In this post, we are going to use two primary concepts to build our NRQL queries:
- selecting data from a range of values (or a channel)
- using the
hourof()function to select data from certain time ranges
Using these two concepts, you can essentially create an alert for when values are outside (above or below) of a channel during a given time; these are static values that you have manually selected as the range for what you consider the “baseline” to be. Because you select these values, one end can be more or less tolerant than the other.
When selecting a range, you will want to target a particular attribute and specify that the query should select events where that attribute was above or below a certain value. For example, you could write something like this:
SELECT count(*) FROM Transaction WHERE appId = 9999999 AND (duration < 0.1 OR duration > 1.5)
This query counts the number of transactions that fall outside of a specified range of duration values; anything that takes less than 0.1 seconds, or takes more than 1.5 seconds.
Again, although this gives you flexibility in creating a custom range and tolerance for your data, they are still static thresholds.

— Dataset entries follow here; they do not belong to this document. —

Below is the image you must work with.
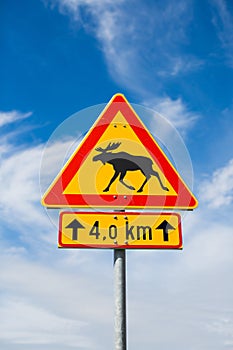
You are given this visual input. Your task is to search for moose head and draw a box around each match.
[93,142,121,164]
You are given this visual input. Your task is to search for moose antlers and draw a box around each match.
[95,142,121,153]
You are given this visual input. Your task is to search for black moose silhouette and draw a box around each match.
[93,142,169,192]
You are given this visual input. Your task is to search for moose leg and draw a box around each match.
[103,170,119,192]
[120,171,135,190]
[137,172,151,192]
[152,170,169,191]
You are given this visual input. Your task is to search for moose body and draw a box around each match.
[93,142,168,192]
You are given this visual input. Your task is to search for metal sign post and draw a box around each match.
[114,249,127,350]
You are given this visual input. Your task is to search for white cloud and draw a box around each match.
[200,159,233,208]
[0,113,233,350]
[50,0,203,94]
[145,97,200,135]
[210,0,233,67]
[0,110,32,127]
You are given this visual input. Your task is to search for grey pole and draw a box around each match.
[114,249,126,350]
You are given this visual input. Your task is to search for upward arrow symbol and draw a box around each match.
[156,220,175,242]
[66,219,85,241]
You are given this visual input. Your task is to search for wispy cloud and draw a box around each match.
[47,0,203,94]
[0,110,32,127]
[210,0,233,68]
[145,96,200,136]
[0,113,233,350]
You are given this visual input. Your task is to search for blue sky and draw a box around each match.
[0,0,233,350]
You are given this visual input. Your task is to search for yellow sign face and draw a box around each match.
[63,111,177,196]
[42,94,197,209]
[58,212,182,249]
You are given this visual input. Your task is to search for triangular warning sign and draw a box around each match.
[42,94,197,209]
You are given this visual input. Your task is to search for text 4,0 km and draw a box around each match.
[58,211,182,249]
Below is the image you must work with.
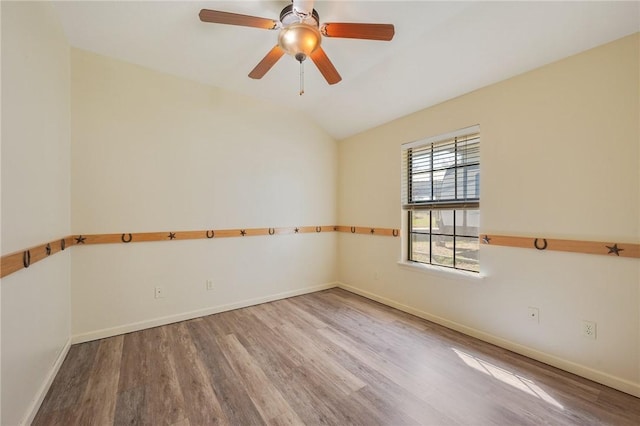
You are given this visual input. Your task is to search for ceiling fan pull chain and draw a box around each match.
[299,61,304,96]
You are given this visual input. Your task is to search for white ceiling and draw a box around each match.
[55,0,640,139]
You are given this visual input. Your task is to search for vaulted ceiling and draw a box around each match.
[55,0,640,139]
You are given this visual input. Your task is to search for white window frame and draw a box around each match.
[401,125,480,275]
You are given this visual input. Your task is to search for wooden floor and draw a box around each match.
[34,289,640,426]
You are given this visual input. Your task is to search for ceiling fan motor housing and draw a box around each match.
[278,4,322,62]
[280,4,320,27]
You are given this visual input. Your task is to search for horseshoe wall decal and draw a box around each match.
[533,238,547,250]
[22,250,31,268]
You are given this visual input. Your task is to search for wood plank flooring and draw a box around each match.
[33,289,640,426]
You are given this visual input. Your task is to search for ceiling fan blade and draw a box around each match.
[320,22,395,41]
[311,46,342,84]
[249,44,284,79]
[198,9,278,30]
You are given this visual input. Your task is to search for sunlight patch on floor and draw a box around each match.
[451,348,564,409]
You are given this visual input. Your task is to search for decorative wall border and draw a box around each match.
[0,225,400,278]
[480,234,640,258]
[0,236,74,278]
[5,225,640,278]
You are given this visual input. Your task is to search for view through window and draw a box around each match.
[402,126,480,272]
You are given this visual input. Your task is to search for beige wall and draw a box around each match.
[0,1,70,425]
[71,49,337,341]
[338,34,640,396]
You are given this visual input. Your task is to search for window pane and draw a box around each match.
[452,237,480,272]
[433,144,456,170]
[411,149,432,173]
[410,234,431,263]
[411,172,431,202]
[431,235,453,268]
[411,210,430,233]
[456,209,480,237]
[431,210,453,235]
[457,165,480,200]
[433,169,456,200]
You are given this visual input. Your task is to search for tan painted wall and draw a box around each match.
[0,2,70,425]
[338,34,640,395]
[71,49,337,341]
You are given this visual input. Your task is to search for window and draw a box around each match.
[402,126,480,272]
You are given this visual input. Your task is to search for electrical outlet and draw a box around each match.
[155,287,164,299]
[582,320,597,340]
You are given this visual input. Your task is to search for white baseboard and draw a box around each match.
[71,282,338,344]
[20,338,71,425]
[337,282,640,398]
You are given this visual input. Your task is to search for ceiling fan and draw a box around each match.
[199,0,395,95]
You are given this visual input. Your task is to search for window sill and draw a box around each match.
[398,260,485,281]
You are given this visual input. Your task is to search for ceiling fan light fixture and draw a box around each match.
[278,23,322,62]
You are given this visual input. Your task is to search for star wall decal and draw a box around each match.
[605,244,624,256]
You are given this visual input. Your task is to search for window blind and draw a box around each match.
[402,126,480,210]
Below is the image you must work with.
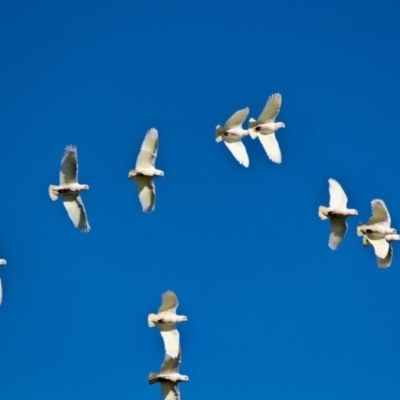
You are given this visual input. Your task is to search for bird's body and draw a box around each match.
[215,108,250,168]
[318,178,358,250]
[249,93,285,164]
[49,145,90,232]
[363,234,400,269]
[147,290,187,358]
[149,347,189,400]
[357,199,397,262]
[128,128,164,213]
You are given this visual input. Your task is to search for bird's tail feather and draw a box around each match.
[318,206,329,220]
[149,372,158,385]
[147,314,157,328]
[49,185,58,201]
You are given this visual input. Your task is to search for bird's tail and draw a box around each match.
[249,118,258,139]
[149,372,158,385]
[357,222,365,236]
[318,206,329,220]
[147,314,157,328]
[215,125,224,143]
[49,185,58,201]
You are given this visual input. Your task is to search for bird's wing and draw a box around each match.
[160,351,181,374]
[258,133,282,164]
[328,216,347,250]
[161,382,181,400]
[158,290,179,313]
[136,176,156,212]
[159,324,180,358]
[60,144,78,185]
[368,199,390,227]
[257,93,282,124]
[224,140,250,168]
[63,195,90,232]
[136,128,158,169]
[368,236,390,259]
[376,243,393,268]
[328,178,347,208]
[224,107,250,130]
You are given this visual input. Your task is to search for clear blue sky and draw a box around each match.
[0,0,400,400]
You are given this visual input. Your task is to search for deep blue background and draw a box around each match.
[0,0,400,400]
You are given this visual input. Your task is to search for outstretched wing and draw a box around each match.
[368,199,390,228]
[60,144,78,185]
[258,133,282,164]
[328,216,347,250]
[63,195,90,232]
[136,176,156,212]
[158,290,179,313]
[224,107,250,130]
[224,140,250,168]
[368,236,390,259]
[135,128,158,169]
[328,178,347,208]
[160,350,181,374]
[257,93,282,124]
[161,382,181,400]
[158,323,180,358]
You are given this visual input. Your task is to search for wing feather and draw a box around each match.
[60,144,78,185]
[368,199,391,228]
[135,128,158,169]
[258,133,282,164]
[224,140,250,168]
[63,195,90,232]
[257,93,282,124]
[224,107,250,130]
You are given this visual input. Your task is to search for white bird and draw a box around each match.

If you have data that acts in a predictable pattern (say, high values during the day, and low during the night) you can build even more specifications into your query so that it will only look at data from certain hours of the day.
You can set up NRQL alert conditions that only monitor during certain times of day using
WHERE hourOf(timestamp) != <someTime:00>.
As an example, here is a NRQL alert query that targets average transaction duration from a certain app, but excludes any data from between 2:00am - 4:00am:
SELECT average(duration) FROM Transaction WHERE appId = 9999999 AND hourOf(timestamp) != '2:00' AND hourOf(timestamp) != '3:00'
The limitation of using
hourof() comes from the side effect of the datastream dropping off during the hours that are excluded, making this useful for thresholds set to over X amount, but not useful for thresholds set to less than X amount. If the threshold is below a certain value, then you will get false positives during these built-in gaps, because the query will not return any data during these periods (which Alerts will treat as a zero).
However, by combining this with a range, you can create a threshold looking for a) events where your targeted attribute is above or below your channel, and b) only look at events during a specific range of time. Here is what this might look like all together:
SELECT count(*) FROM Transaction WHERE appId = 9999999 AND (duration < 0.1 OR duration > 1.5) AND hourOf(timestamp) != '2:00' AND hourOf(timestamp) != '3:00'
Because your query should only be returning positive values based on the criteria, you can use the “above X amount” threshold with no trouble.
With a bit more querying, you can customize and fine-tune this as much as you want! For the times where you need a bit more control than baselines can offer, try this out and let me know what you think.